Sioux

Hunter with a bow and arrow and deer in a bull boat

  • 1957
  • Buckskin, wood poles, glass trade beads, flannel, human hair, feather, and string
  • 2 5/8 × 6 3/4 × 9 1/8 × 13 1/8 in.

Hood Museum of Art, Dartmouth College: The Wellington Indian Doll Collection; 987.35.26829

visibilityLook & Discuss

This model made by a doll maker on the Central Plains in 1957 shows some of the distinctive tools used for hunting and transporting fish and game in the past.


explore the object

This small, round boat is known as a bull boat. Bull boats were not very steady. However, they were easy to construct and deconstruct, light to carry, and useful for travelling short distances.

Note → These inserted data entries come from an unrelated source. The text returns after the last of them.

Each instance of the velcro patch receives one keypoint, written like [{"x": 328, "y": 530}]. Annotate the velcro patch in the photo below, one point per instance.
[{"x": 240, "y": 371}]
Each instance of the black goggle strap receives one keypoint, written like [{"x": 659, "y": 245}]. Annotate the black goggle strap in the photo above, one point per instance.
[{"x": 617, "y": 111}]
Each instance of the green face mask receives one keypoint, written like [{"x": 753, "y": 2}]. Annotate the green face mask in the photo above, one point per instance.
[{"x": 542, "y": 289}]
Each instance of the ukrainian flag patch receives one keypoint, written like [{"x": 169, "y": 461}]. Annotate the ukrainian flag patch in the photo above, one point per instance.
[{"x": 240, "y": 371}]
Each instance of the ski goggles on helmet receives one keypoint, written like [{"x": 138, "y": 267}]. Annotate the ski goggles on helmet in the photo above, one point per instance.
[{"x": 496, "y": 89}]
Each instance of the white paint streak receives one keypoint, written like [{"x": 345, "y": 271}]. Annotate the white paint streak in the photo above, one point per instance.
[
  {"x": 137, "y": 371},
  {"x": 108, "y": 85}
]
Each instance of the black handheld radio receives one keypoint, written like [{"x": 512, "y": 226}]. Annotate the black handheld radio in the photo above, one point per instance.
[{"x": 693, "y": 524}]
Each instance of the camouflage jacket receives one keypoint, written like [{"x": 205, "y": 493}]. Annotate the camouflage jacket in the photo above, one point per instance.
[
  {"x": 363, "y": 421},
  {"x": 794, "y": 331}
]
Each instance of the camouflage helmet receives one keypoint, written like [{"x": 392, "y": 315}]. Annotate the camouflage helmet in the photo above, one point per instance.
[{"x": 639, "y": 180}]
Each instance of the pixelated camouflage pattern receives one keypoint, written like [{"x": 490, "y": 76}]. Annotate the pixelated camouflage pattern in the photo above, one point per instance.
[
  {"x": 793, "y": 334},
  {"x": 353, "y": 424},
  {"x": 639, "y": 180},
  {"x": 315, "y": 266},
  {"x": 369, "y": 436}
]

These tub-like boats were made by creating a framework of willow poles, lashed together with leather. The frame was then covered with the hide of one male buffalo—which gives the boat its distinctive name. The entire boat weighed about 30 pounds. It could be disassembled when the hunters got to the other side of a river. When European traders first arrived on the Plains, they copied the construction of these boats to ferry furs on shallow rivers.

This doll maker placed a hunter, deer, and a bow and arrow in the boat. She did not make the objects to scale. The bow and arrow are too large and the deer is too small. The blunt-tipped arrow to the right of the hunter was used to stun fish and birds, allowing them to be caught without tearing their skin.